Although she may not look it, the malaria-transmitting female mosquito Anopheles gambiae is a fussy insect; she won't breed in any old water and likes to lay her eggs in clean freshwater. However, some of her relatives are less picky and have evolved the ability to breed in saltwater. This switch is not easy, as Nora Besansky, from the University of Notre Dame, USA explains: ‘When the external environment is a lot saltier than they are, [the mosquitoes] have to regulate ion balance by actively pumping out ions or matching the salinity of the environment.’ While A. gambiae mosquitoes may not breed in saltwater, in recent years they have started to breed in water high in other ions, such as ammonia. As this trait might be related to salt tolerance, Besansky and her team wanted to identify the genetic basis of salt tolerance in close relatives (p. ).
Explaining her ultimate plan, Besansky says, ‘The way you genetically dissect a trait is by crossing organisms that differ in that trait and then follow the segregation of genetic markers associated with the trait in extended pedigrees.’ However, the team first needed to determine what concentration of salt would kill intolerant, but not tolerant, mosquitoes. ‘We exposed colonies of the freshwater- and saltwater-[tolerant] species to different doses of salt and then monitored their survival’, explains Besansky. ‘In acute assays we limited exposure to 24 h at a late developmental stage of the larvae, whereas in chronic exposures the different doses were kept constant from hatching up to the emergence of the adult.’
Besansky admits that the experiment took a lot of patience; her post doc Bradley White, and undergraduate student Peter Kundert, spent hours gently prodding over 50,000 larvae from three different mosquito species to see whether they reacted and were alive. The work paid off, and the team found that 15.85 g NaCl l−1 was enough salt to kill off all larvae from two freshwater species, A. gambiae and Anopheles coluzzii, in both chronic and acute exposures.
However, although the salt-tolerant Anopheles merus larvae survived without problems during the chronic exposure, the team noticed they weren't tolerant during acute exposures. Prior to acute exposure all the larvae were kept in freshwater, and the team wondered whether A. merus larvae need earlier exposure to salt to gain tolerance. Sure enough, the team found that larvae only became tolerant if they had been exposed to salt within 24 h of hatching. Besansky knew that in a very distant relative, early exposure to saltwater was crucial for altering the tissue location of a Na+/K+-ATPase (an ion pump, which may help when dealing with salty water). Teaming up with Paul Linser's group at University of Florida, USA, the team found a similar switch occurring in A. merus, although what controls this location switch is unknown.

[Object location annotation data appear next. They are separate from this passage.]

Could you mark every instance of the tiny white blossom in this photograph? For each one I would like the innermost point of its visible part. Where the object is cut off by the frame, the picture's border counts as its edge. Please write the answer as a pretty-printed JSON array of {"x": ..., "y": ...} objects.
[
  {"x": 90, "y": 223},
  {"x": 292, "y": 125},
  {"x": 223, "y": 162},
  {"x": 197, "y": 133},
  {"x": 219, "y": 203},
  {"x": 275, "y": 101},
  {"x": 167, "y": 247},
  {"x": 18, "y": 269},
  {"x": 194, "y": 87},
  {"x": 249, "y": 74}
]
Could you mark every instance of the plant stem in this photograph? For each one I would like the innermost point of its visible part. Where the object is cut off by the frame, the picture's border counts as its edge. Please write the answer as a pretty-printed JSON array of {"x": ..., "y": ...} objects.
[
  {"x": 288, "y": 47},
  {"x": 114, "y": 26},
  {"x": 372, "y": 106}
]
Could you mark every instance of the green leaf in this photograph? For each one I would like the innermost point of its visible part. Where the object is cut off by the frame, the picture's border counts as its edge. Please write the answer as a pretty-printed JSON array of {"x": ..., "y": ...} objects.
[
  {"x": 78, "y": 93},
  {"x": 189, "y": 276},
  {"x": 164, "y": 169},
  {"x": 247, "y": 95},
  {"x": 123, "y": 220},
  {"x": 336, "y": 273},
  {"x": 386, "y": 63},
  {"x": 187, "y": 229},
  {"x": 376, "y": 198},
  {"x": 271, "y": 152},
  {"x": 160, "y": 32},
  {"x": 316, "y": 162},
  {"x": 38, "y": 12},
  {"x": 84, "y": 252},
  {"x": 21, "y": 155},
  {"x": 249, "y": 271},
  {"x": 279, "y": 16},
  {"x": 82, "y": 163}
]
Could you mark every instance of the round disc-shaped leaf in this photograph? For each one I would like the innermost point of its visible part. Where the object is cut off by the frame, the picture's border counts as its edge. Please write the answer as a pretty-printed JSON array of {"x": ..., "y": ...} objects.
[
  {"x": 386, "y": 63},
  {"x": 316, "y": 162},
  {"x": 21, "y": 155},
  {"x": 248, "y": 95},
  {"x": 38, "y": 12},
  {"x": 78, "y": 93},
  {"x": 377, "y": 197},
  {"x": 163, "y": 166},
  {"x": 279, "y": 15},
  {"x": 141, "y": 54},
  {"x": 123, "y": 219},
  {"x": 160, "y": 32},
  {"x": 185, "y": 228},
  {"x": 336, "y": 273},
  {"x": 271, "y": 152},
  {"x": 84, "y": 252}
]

Next, the team decided to see how offspring with A. merus and A. coluzzii parents would fare, and found that their tolerance was in-between that of their parents. ‘We think this means that there are multiple factors that control the genetics of this trait, and it tells us that the factors conferring salt tolerance are not dominant, otherwise the offspring would have looked like the saltwater-tolerant parent’, says Besansky. The team also found that offspring whose mothers were saltwater tolerant did better than those with a freshwater-loving mum. Besansky suspects that this means that some of the tolerance may be inherited through the female X chromosome. An extensive breeding program now lies ahead of Besansky and her team to pinpoint the exact genetic basis of salt tolerance, but the hunt has begun.